Let T be the linear map on $P_2$ defined by
$T(p)(t) = (1+t)p^{'}(t)$
Determine the matrix of T with respect to the basis $(1, t, t^2)$ of $P_2$ .
What are the eigenvalues of T? Is T diagonalisable?
March 9th 2008, 09:23 AM
Plato

I will help with the basic matrix.
From $T(a + bt + ct^2 ) = (1 + t)(b + 2ct) = \left( {b + (b + 2c)t + 2ct^2 } \right)$ we get the matrix
$\left[ {\begin{array}{ccc}<br /> 0 & 1 & 0 \\ 0 & 1 & 2 \\ 0 & 0 & 2 \\ \end{array}} \right]$
March 9th 2008, 10:50 AM
CaptainBlack

Quote:

Originally Posted by Deadstar

Let T be the linear map on $P_2$ defined by
$T(p)(t) = (1+t)p^{'}(t)$
Determine the matrix of T with respect to the basis $(1, t, t^2)$ of $P_2$ .
What are the eigenvalues of T? Is T diagonalisable?

The columns of the matrix are the images of each of the basis vectors under
the transformation (in component form with respect to the basis)

RonL
March 9th 2008, 11:11 AM
Deadstar

cheers guys.

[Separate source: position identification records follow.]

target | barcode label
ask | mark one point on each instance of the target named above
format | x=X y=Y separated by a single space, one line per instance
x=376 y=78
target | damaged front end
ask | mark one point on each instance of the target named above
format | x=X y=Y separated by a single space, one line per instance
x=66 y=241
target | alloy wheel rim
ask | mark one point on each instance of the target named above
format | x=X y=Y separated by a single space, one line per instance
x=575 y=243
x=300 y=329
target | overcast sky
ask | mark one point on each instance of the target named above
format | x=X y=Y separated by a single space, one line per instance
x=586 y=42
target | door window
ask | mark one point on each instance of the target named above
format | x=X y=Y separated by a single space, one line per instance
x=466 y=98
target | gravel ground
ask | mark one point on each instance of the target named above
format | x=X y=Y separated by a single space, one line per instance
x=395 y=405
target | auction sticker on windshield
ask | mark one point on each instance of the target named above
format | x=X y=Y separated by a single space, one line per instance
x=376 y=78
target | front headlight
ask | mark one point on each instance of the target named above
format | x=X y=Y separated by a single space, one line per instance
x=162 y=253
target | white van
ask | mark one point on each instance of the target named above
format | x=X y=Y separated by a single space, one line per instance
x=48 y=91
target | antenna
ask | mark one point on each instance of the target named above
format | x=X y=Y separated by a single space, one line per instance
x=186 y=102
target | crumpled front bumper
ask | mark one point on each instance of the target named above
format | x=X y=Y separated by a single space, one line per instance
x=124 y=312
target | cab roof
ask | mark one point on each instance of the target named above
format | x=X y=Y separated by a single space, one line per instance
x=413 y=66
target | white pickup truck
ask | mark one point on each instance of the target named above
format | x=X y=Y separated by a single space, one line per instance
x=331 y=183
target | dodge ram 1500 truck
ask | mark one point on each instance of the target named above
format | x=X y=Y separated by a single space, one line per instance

One more question, what does the symbol that looks like a "U to the power 'an upside down T'" mean? I dont know how to notate that with latex.
March 9th 2008, 11:58 AM
Chloroform

lol, you miss those lectures too? I'm doing the same course.

The 'U to the power 'an upside down T' thing you speak of is the orthogonal complement of U. The orthogonal compliment of a subspace U of an inner product V is the set of all vectors in V that are orthogonal to every vector in U.

Know Q3 yet? :p
March 9th 2008, 12:09 PM
Deadstar

no ive not really looked at it yet, Q.1s sorted. Trying to do the Stats assignment as well, bloody hard...
March 9th 2008, 06:39 PM
lllll

For $T(p)(t) = (1+t)p^{'}(t)$

is $T$ invertible?

& would $T^{-1} = -b - (b+2c)t - (2c)t^2$ ?
March 9th 2008, 09:01 PM
CaptainBlack

Quote:

Originally Posted by lllll

For $T(p)(t) = (1+t)p^{'}(t)$

is $T$ invertible?

& would $T^{-1} = -b - (b+2c)t - (2c)t^2$ ?

No $T$ is not invertible, the matrix of $T$ has zero determinant.

Another way to look at it is that if it were invertibable then for every quadratic function $f(x)$ (quadratic function here means a polynomial of degree not more than 2):

$p(t)=\int_0^t \frac{f(\zeta)}{1+\zeta} ~d\zeta + p_0$

would be a unique quadratic, but it is neither unique nor always a quadratic
(put $f(x)=1$ to see that it is not always a quadratic)

RonL